Na manhã desta terça-feira (9) a FIVB (Federação Internacional de Vôlei) atualizou a lista de atletas participantes do Mundial de Clubes, confirmando que o Osasco não poderá contar com a oposta Tifanny Abreu. As informações são do portal Lance.
Em suas redes sociais, Tiffany chegou a publicar imagens do quarto do hotel onde a equipe está instalada durante o Mundial de Clubes.
O Vôlei Osasco ainda não se manifestou oficialmente sobre a não aprovação da atleta pelo Comitê de Elegibilidade [Sexual], procedimento exigido pela FIVB para participação em competições internacionais.

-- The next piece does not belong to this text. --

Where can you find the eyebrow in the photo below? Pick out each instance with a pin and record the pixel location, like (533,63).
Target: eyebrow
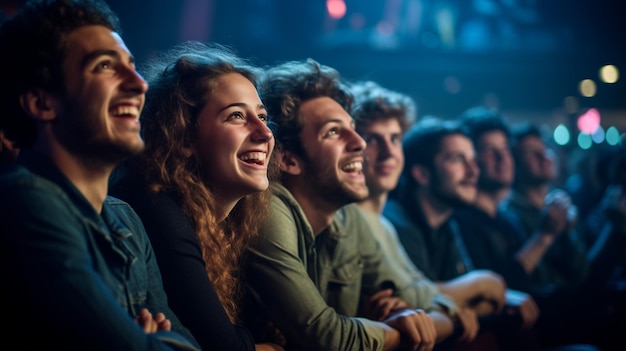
(90,57)
(242,105)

Tiffany construiu sua trajetória no vôlei antes mesmo de iniciar sua transição de gênero, processo que começou formalmente em 2012. Após receber autorização da FIVB para competir em equipes femininas, atuou no voleibol da Itália e da Bélgica na temporada 2016/2017. Depois dessa experiência, voltou ao Brasil para defender o Sesi-Bauru.
Integrante do Osasco desde 2021/2022, Tiffany ganhou destaque como uma das jogadoras mais importantes do elenco. Na última temporada, fez parte do grupo que conquistou a tríplice coroa — vencendo o Campeonato Paulista, a Copa Brasil e a Superliga.